Mosquitoes can detect the carbon dioxide people breathe out as well as the odors from their skin, especially those from underarms and feet, from about 200 feet. They can see people at 50 feet and when they get close enough, they can choose their target.

“It’s very striking how good mosquitoes are at detecting us,” Diego Giraldo, a neuroscientist at Johns Hopkins and co-author of a new study, told National Geographic. The research showed that mosquitoes can pick out their targets from multiple people and that the idea that some people are more attractive to them is valid.

Mosquitoes are more than just a nuisance, they are a serious health threat because they transmit malaria, dengue fever, Zika, and West Nile disease. While these diseases are usually thought of as tropical, they are spreading north due to climate change.

About the study
The researchers tested the mosquitoes by setting up multiple locations that had different human odors and checking to see which one attracted the most. The insects were four times more likely to land on the disk that had the most attractive odor.

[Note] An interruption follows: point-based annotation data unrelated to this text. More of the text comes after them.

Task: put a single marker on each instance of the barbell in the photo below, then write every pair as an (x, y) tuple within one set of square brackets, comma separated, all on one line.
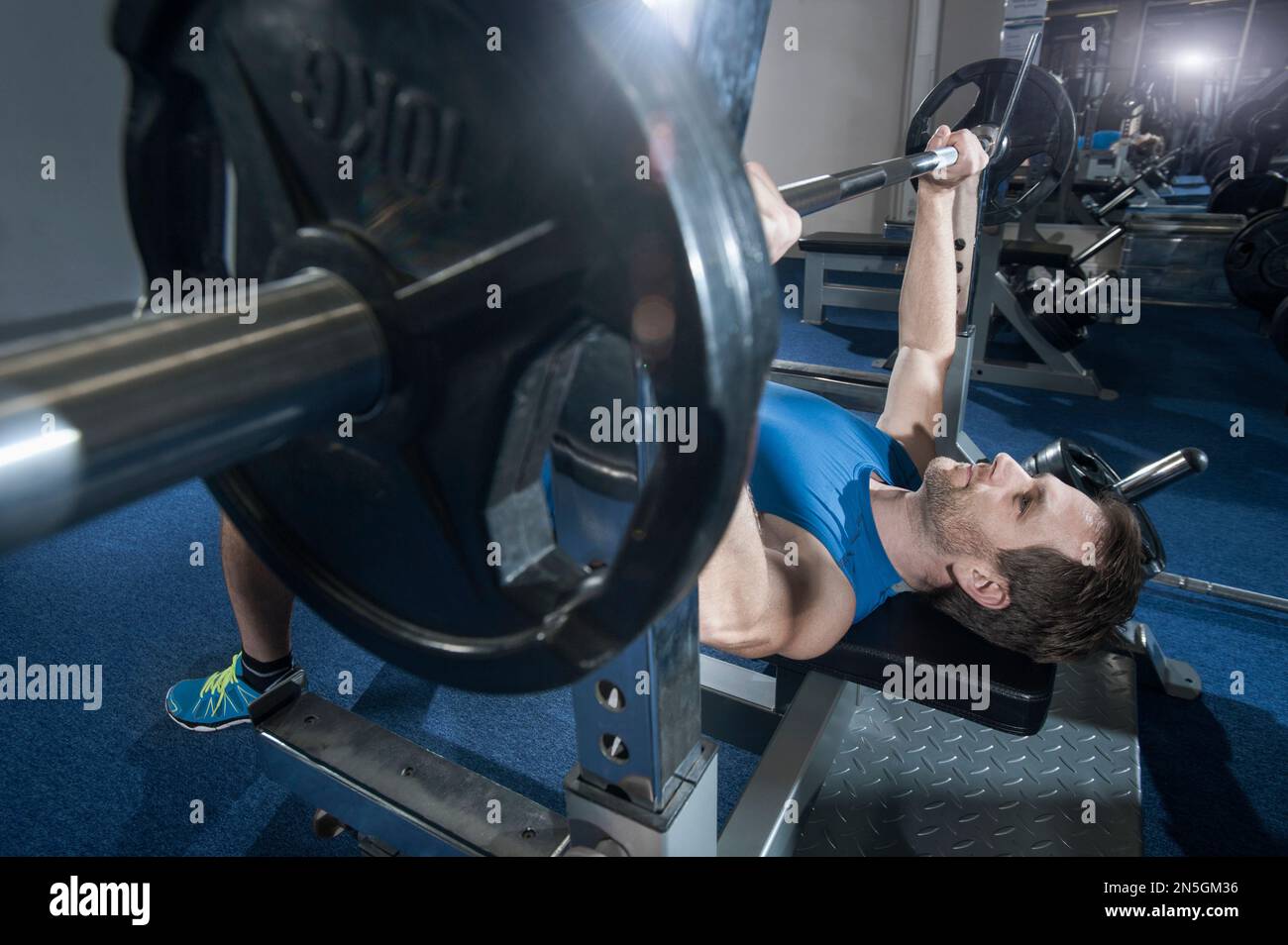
[(456, 259)]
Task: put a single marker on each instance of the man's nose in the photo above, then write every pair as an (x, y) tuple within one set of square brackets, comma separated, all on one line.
[(1008, 472)]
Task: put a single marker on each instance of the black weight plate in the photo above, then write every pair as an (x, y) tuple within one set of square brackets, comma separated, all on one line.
[(1039, 143), (472, 168), (1216, 158), (1256, 262), (1279, 329), (1249, 196)]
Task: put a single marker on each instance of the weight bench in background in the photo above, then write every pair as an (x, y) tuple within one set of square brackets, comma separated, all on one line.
[(871, 254)]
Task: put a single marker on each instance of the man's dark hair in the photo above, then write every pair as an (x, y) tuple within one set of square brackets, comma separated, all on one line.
[(1060, 609)]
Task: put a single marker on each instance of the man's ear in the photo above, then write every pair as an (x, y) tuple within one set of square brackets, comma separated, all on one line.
[(986, 587)]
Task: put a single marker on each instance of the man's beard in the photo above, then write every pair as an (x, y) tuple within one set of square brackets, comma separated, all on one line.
[(948, 524)]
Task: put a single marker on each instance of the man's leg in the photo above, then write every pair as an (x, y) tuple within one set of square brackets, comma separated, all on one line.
[(263, 609), (261, 601)]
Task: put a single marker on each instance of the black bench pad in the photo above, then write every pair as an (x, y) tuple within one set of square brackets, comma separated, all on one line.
[(907, 626), (1014, 252)]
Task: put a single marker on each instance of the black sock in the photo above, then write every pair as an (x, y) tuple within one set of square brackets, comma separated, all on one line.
[(259, 675)]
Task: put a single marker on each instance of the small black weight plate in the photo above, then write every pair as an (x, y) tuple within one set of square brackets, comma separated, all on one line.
[(1256, 262), (1248, 196)]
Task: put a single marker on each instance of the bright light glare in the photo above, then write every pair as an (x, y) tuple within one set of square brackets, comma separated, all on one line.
[(1193, 60)]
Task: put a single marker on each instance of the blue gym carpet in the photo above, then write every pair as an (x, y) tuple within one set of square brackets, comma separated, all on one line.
[(121, 591)]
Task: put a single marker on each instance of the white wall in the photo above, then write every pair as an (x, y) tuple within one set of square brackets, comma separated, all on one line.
[(835, 103), (970, 30)]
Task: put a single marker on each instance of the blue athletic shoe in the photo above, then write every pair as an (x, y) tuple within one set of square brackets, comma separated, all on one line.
[(213, 703)]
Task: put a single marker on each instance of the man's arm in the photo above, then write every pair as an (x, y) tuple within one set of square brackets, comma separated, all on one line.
[(755, 599), (934, 296)]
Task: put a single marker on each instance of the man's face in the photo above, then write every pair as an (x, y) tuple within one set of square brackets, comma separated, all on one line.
[(977, 510)]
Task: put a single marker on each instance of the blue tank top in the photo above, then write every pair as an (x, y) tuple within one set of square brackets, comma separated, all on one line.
[(812, 465)]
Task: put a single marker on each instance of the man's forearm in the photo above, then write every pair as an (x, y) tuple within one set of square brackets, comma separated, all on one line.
[(733, 587), (927, 308), (965, 210)]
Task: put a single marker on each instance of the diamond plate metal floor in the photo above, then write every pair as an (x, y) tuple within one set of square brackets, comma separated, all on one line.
[(914, 781)]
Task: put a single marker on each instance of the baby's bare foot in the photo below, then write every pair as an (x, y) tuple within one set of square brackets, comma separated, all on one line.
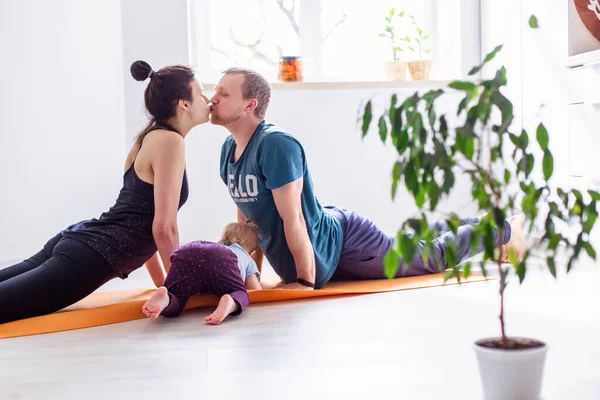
[(517, 243), (226, 306), (156, 303)]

Next, the team set out to identify which odor was preferred. “Human odor, however, is incredibly complex,” said  Stephanie Rankin-Turner, a chemist at Johns Hopkins, who also worked on the study. “There are a lot of chemical compounds [in human odors] that no one’s ever classified before.”

It turns out that the pesky biters were drawn to carboxylic acids that are found in human sweat and acetoin, which is produced by skin microbes.

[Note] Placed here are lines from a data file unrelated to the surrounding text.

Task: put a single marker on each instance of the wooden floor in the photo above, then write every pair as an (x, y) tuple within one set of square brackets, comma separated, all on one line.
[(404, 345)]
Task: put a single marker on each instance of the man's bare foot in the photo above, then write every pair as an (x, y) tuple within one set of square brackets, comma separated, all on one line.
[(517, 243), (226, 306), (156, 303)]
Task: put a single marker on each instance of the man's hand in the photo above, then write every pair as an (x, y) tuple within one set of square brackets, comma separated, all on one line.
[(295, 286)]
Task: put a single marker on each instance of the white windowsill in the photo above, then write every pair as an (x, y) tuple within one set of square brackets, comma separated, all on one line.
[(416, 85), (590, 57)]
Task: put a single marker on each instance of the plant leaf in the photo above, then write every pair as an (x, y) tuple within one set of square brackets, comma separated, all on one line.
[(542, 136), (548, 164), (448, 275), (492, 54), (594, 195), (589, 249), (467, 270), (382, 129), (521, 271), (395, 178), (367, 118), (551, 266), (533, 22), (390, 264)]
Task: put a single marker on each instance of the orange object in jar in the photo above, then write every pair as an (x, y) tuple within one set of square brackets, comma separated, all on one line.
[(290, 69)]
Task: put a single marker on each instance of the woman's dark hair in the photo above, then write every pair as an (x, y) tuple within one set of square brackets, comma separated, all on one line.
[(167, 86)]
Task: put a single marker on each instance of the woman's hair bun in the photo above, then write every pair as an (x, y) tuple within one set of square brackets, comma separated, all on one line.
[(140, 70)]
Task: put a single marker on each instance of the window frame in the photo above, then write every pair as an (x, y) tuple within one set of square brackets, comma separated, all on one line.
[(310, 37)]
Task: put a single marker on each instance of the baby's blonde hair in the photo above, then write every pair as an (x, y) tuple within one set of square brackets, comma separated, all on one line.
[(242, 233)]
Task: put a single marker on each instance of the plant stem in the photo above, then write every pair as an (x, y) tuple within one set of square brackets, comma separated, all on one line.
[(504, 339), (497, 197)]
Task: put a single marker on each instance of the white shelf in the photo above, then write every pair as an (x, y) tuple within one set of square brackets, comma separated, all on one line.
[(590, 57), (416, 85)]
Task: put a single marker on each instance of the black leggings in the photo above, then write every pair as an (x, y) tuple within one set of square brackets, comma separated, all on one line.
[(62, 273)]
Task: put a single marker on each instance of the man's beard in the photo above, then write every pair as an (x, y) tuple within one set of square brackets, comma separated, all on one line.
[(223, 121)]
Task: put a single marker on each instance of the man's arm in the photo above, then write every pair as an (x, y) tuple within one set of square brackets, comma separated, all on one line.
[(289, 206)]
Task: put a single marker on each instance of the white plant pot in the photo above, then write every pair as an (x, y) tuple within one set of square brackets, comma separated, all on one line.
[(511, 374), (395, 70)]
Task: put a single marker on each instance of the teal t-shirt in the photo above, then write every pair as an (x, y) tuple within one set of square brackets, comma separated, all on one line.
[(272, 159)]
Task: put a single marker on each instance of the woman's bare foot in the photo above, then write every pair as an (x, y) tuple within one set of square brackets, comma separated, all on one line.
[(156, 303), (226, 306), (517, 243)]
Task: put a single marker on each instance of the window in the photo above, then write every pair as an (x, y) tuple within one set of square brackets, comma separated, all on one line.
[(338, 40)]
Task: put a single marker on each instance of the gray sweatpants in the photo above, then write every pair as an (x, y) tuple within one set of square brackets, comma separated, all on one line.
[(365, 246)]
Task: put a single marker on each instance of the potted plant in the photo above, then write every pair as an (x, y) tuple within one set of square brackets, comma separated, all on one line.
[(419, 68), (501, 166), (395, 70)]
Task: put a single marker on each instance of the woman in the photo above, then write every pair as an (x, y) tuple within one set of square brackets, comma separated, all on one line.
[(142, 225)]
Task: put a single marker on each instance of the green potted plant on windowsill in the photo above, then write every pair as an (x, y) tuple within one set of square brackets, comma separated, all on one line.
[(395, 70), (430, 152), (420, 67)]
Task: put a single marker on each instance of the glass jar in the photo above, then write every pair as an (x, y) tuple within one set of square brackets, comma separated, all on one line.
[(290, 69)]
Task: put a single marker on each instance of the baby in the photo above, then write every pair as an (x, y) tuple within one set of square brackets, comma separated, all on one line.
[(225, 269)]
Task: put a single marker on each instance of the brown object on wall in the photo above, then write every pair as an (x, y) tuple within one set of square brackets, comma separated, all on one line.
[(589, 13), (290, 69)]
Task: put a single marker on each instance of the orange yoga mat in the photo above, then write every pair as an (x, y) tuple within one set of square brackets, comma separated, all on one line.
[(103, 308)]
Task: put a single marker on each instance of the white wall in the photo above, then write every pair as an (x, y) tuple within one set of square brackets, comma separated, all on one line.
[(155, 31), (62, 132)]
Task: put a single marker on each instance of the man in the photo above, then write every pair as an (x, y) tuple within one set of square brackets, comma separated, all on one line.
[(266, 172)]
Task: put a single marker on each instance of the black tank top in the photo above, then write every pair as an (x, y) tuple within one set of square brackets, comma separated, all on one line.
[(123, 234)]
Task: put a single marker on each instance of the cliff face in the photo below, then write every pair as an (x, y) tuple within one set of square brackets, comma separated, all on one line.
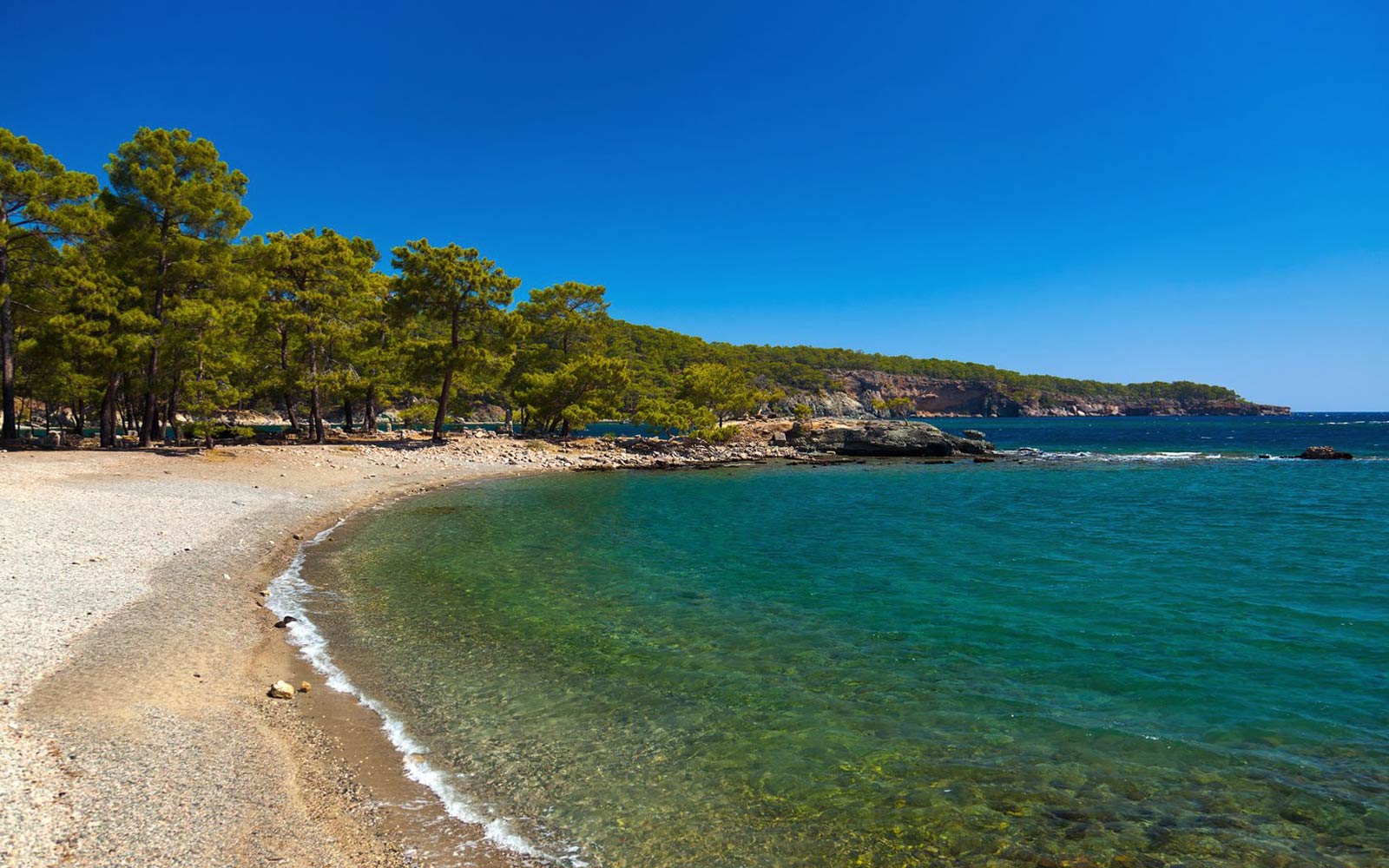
[(928, 396)]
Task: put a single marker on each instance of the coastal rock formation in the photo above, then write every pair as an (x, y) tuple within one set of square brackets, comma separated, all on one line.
[(861, 395), (1324, 453), (882, 439)]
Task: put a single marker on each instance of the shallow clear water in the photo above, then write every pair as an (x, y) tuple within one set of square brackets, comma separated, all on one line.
[(893, 663)]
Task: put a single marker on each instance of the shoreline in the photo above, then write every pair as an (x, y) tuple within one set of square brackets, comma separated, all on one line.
[(141, 733), (136, 650)]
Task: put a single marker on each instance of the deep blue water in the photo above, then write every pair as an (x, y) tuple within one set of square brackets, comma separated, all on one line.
[(1099, 661)]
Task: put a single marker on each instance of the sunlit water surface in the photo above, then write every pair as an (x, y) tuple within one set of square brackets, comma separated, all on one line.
[(1134, 663)]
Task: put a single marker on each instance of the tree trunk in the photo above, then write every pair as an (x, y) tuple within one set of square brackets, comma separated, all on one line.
[(284, 367), (368, 420), (171, 414), (10, 431), (448, 381), (109, 402), (314, 407), (444, 406), (153, 372)]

It is your unique mixture of odors that determine whether mosquitos target you or someone else, according to NPR. But there are ways to make yourself less attractive to them by swatting them so they learn to avoid you or to change the way you smell.

How to make yourself less attractive to mosquitos
People use a lot of scented products like shampoos, soaps, and deodorants that add layers of scents. According to National Geographic, it is possible to use these scents to fool mosquitos.

A 2023 study tested this theory by comparing how many mosquitos landed on a nylon sleeve that was worn on an unwashed arm to how many landed on the sleeve of a freshly washed arm of the same test person. The experiment was repeated using four different brands of soap.

The researchers found that more mosquitoes landed on the washed arms of people who used three of the brands, Dove, Simple Truth, and Dial. The Native brand seemed to repel the biters. “All the soaps we used were largely dominated by a compound called limonene, which is a known mosquito repellent—but three out of four soaps actually increased mosquito attraction,” Clément Vinauger, a neuroethologist at Virginia Tech and a co-author said in the study.

Of course, its way too early to come up with a definitive way to use scent to repel mosquitos so it is important for you to experiment on which scents attract more bites, according to National Geographic.

Another way to make yourself more mosquito proof is to wear long sleeves and lighter colored clothing, since mosquitos are more attracted to dark clothing. You can also try various commercial or natural mosquito repellents.

While much more research is needed to find out what attracts mosquitoes and how to repel them, these are important first steps in preventing mosquito bites.